En plus de la secrétaire et de la femme de ménage, la masse salariale s’élève à près 30 000 DH par mois, soit 354 000 DH annuellement. Par ailleurs, il faut débourser près de 60 000 DH au titre des fournitures et 36 000 DH pour les frais de services en plus d’une assurance pour le local d’un montant moyen de 4 000 DH. Enfin, il faut compter près de 15 000 DH comme charges de publicité. En fait, les propriétaires déboursent des frais de communication en début d’année, à l’approche des examens et en fin d’année pour les cours d’été.
Ainsi, les charges récurrentes nécessitent un montant annuel de 616 000 DH.
Du côté des revenus, il faut différencier entre les cours de soutien qui s’effectuent au courant de l’année et les cours d’été proposés aux élèves pour avoir une longueur d’avance sur le programme attendu l’année suivante et qui sont facturés à un prix légèrement supérieur. Ainsi, avec un tarif normal avoisinant 600 DH par mois pour les maths et la PC et 500 DH pour les SVT et le français pour chaque élève, sachant que l’école prise en exemple peut accueillir 32 élèves, le chiffre d’affaires relatif aux dix mois de scolarité (de septembre à juin) se hisse à 704 000 DH.
En ajoutant à cela les sessions d’été où seulement trois salles sont remplies sur les quatre existantes et avec une facturation de 100 DH de plus pour chaque matière, une école peut rapporter jusqu’à 115 200 DH pendant les deux mois de l’été.
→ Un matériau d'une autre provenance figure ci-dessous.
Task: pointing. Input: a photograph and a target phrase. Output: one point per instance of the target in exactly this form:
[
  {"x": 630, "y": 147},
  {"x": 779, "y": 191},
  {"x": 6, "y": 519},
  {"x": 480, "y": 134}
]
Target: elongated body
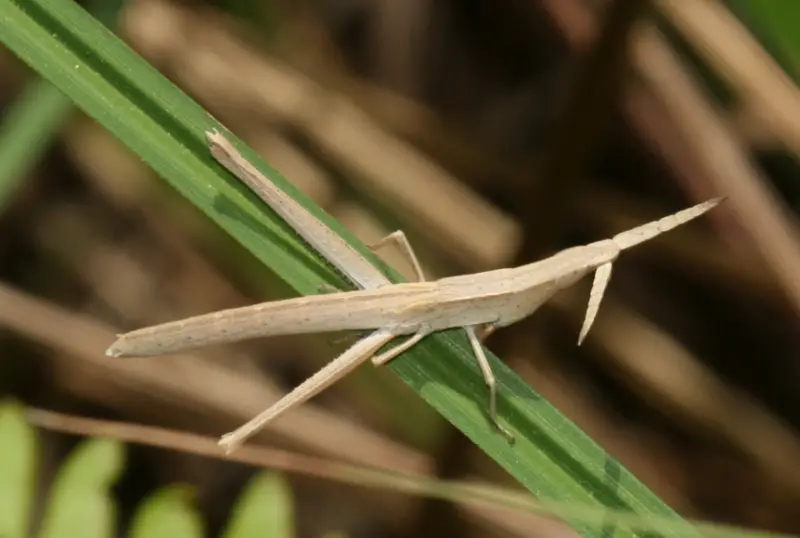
[
  {"x": 482, "y": 300},
  {"x": 498, "y": 297}
]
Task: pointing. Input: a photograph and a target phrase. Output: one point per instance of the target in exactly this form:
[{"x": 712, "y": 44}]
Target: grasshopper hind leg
[{"x": 491, "y": 382}]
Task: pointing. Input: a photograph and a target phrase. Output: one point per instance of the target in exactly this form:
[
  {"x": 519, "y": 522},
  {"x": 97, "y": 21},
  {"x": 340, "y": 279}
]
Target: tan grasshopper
[{"x": 478, "y": 303}]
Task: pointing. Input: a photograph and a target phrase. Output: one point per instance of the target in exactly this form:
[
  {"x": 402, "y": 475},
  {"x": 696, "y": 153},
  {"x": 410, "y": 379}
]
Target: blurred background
[{"x": 493, "y": 133}]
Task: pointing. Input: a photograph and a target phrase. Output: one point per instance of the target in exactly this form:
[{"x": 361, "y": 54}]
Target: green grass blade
[
  {"x": 552, "y": 457},
  {"x": 265, "y": 508},
  {"x": 33, "y": 120},
  {"x": 27, "y": 132}
]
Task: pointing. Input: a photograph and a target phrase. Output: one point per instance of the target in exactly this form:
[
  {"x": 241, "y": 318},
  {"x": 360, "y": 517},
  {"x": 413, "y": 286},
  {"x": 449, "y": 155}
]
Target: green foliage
[
  {"x": 80, "y": 496},
  {"x": 552, "y": 458}
]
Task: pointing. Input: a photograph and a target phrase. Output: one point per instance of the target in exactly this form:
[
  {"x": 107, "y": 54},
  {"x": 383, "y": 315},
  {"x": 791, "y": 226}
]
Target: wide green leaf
[
  {"x": 265, "y": 508},
  {"x": 552, "y": 457},
  {"x": 80, "y": 500}
]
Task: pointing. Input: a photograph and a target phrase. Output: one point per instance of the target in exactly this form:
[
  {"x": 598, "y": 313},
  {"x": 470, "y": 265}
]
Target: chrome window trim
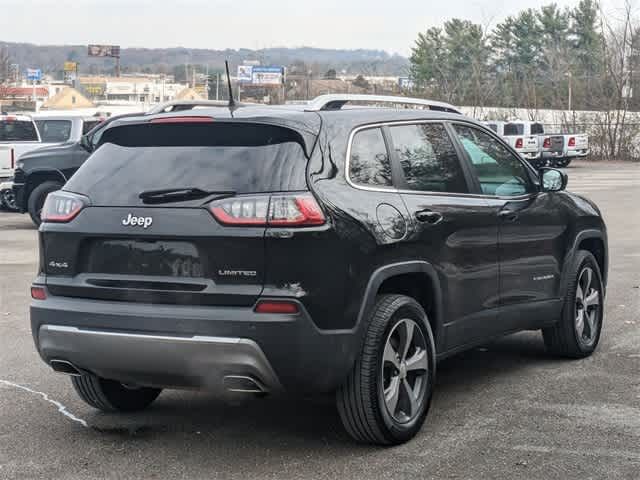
[{"x": 414, "y": 192}]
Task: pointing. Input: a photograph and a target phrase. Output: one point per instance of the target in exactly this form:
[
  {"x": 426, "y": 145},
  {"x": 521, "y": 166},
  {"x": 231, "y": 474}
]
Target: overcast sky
[{"x": 391, "y": 25}]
En y additionnant les frais d’assurance payés en début d’année par les élèves, soit 6 400 DH par an, les recettes totalisent 825 600 DH par an. Le bénéfice annuel net peut ainsi s’élever à 177 650 DH après déduction de l’impôt sur les sociétés, soit une marge nette de près de 20%.
Cette dernière peut même dépasser 30% dans certains cas. Elle est le plus souvent dopée par des cours intensifs à l’approche des examens régionaux ou nationaux selon les niveaux. Certaines écoles vont plus loin en proposant aux bacheliers des cours de préparation aux concours d’accès aux écoles nationales. Non seulement cela, pour maximiser leurs gains, et vu que le local demeure vacant durant la journée, certains propriétaires mettent ce dernier à la disposition de certains organismes de formation professionnelle, moyennant un loyer mensuel ou hebdomadaire.
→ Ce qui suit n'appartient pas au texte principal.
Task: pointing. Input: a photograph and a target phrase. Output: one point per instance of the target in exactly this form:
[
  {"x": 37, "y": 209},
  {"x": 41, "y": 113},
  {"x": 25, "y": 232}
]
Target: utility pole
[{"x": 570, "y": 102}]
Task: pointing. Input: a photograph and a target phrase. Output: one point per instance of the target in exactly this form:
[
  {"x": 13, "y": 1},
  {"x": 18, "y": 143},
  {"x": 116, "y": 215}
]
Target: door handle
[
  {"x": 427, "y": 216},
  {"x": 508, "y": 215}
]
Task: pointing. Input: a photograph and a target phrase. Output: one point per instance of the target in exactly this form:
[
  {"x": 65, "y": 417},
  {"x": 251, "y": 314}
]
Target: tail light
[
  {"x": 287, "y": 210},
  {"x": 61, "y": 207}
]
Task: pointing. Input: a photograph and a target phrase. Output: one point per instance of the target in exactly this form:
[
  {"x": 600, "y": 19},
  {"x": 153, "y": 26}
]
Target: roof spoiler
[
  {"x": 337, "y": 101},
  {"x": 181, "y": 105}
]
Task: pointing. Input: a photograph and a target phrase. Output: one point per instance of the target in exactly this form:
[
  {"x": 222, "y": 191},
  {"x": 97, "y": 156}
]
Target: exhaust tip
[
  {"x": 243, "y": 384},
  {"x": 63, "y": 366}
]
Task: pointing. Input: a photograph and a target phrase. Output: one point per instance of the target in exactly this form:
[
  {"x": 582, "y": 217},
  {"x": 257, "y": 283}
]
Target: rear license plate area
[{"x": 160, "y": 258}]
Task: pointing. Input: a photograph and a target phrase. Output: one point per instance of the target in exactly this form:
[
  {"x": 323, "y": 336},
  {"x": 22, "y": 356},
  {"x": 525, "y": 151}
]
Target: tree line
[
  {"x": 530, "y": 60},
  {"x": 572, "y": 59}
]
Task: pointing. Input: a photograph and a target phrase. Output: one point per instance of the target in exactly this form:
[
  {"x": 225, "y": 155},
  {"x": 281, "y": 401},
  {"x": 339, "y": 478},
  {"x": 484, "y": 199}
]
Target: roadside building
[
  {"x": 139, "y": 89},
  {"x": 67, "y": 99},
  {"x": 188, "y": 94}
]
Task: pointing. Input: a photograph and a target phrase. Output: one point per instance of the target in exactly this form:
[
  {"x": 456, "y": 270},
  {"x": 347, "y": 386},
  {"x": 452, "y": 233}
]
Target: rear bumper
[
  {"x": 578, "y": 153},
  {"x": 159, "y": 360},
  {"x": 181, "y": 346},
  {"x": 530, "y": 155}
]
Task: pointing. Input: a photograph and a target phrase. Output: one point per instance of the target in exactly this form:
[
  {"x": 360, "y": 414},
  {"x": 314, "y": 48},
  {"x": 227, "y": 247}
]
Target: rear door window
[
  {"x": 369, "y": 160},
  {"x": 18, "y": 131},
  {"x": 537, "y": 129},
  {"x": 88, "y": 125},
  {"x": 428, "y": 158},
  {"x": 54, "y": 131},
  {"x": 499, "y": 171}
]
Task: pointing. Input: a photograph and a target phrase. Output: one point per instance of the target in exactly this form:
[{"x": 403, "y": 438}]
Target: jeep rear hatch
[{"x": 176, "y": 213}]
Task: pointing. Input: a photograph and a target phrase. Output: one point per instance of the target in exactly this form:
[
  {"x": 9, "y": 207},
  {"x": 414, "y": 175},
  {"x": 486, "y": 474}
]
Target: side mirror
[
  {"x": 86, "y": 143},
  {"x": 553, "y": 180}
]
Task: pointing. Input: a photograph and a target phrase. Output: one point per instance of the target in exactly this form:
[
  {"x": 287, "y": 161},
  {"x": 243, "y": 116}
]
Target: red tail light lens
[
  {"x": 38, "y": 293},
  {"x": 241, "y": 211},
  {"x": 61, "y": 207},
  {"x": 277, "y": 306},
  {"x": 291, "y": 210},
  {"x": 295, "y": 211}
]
Notons enfin qu’aucune réglementation ne régit cette activité, que ce soit en termes de superficie à respecter, de nombre d’élèves par classe ou de compétence des enseignants. Walid Daou, associé du centre de formation professionnelle Edukaty, ne manque pas de lancer un appel aux autorités pour mettre les bases à ce métier, éviter l’anarchie qui caractérise le secteur et améliorer ainsi la qualité de l’enseignement.